John Leland & his lecture on "the history of hip" completely miss the relevance of the So. Cal cultural impact.
So. Cal is vast, angry, multicultural, musical, artistically rich & car/bike-centric.
San Francisco is an east coast city on the west coast & Oakland is a midwest city in Cali.
LA & the surrounding area is a unique beast.
In 1927 Louis Goebal opened Jungleland in Thousand Oaks, California, right on the LA/Ventura Co. line.
The pictures in the previous post are of me & my cousins at Jungleland in January of 1969, when I was 2 1/2 years old. It closed in October of that same year.
I delivered the "News Chronicle" to Mr. Goebels front porch & used his overgrown "Hollywood Zoo" as my own personal playground. It was history to me, the fact that Tarzan & Robinhood were filmed there or Jane Mansfield's kid got his arm chewed by a lion, meant nothing me.
It was ours, our turf, hang out, a free skate park.

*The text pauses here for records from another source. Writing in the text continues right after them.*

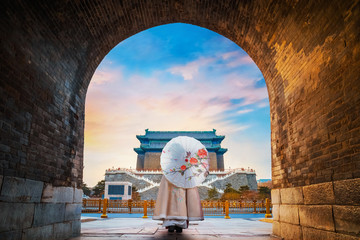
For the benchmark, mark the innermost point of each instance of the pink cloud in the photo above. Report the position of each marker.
(117, 110)
(191, 69)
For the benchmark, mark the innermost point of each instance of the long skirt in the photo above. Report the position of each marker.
(176, 206)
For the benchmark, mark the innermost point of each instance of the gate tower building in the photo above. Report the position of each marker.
(152, 143)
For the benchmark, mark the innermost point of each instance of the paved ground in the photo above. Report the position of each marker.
(139, 228)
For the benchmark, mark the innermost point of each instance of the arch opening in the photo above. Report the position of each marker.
(307, 52)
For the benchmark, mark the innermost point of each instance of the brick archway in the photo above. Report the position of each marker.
(308, 53)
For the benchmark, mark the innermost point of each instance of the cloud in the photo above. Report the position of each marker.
(117, 109)
(236, 59)
(244, 111)
(191, 69)
(105, 75)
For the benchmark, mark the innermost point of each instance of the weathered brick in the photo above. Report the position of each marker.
(347, 219)
(317, 217)
(292, 196)
(289, 214)
(16, 216)
(21, 190)
(306, 50)
(62, 230)
(347, 192)
(275, 196)
(312, 234)
(11, 235)
(319, 194)
(48, 213)
(76, 228)
(290, 231)
(72, 211)
(39, 233)
(276, 230)
(276, 212)
(57, 194)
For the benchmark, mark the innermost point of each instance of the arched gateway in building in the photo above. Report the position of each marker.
(308, 52)
(152, 143)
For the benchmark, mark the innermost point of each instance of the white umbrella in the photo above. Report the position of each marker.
(185, 162)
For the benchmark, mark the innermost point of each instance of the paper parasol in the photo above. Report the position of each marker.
(185, 162)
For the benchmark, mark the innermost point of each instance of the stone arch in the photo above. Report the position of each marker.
(307, 51)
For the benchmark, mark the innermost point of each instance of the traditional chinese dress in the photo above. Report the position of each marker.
(176, 206)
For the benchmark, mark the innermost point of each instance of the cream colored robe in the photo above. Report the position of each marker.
(174, 203)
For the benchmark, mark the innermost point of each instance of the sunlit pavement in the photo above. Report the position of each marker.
(140, 228)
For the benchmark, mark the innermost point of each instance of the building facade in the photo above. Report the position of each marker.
(115, 190)
(152, 143)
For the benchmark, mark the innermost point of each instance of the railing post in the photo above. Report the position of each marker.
(268, 214)
(227, 210)
(104, 208)
(145, 209)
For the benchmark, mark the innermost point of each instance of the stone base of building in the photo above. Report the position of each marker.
(36, 210)
(147, 182)
(320, 211)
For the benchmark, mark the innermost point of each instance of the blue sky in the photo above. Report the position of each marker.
(176, 77)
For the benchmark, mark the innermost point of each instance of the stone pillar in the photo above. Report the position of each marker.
(320, 211)
(36, 210)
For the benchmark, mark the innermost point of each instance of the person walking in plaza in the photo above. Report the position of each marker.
(185, 164)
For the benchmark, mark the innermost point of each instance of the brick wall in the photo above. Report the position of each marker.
(308, 52)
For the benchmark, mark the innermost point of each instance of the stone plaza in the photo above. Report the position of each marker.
(307, 51)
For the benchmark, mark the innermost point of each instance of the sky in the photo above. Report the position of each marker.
(176, 77)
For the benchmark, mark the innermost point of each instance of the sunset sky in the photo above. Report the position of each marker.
(176, 77)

The Z-Boyz tagged the bowls we skated, perfectly smooth vast undulating tracks of cement, where alligators, sea lions & ducks once ruled.
While surfing may have had a Zen effect on those living in Hawaii or No. Cal, it was mean & territorial in So Cal.
Car Culture & Vatos, Surfing & Skating, Punk Rock & Hollywood, all left a scar on my personality, that makes me relate immediately with a Jason or a Cole.
Is it real or unique, better or special, more clever or neat than any other growing up experience? I think not, but it is mine & when watered down & commercialized by those reminiscing about a past that is not their own for the sake of selling a clothing line, it is surreal & brings out that angry, territorial tendency ingrained in me, since my youth.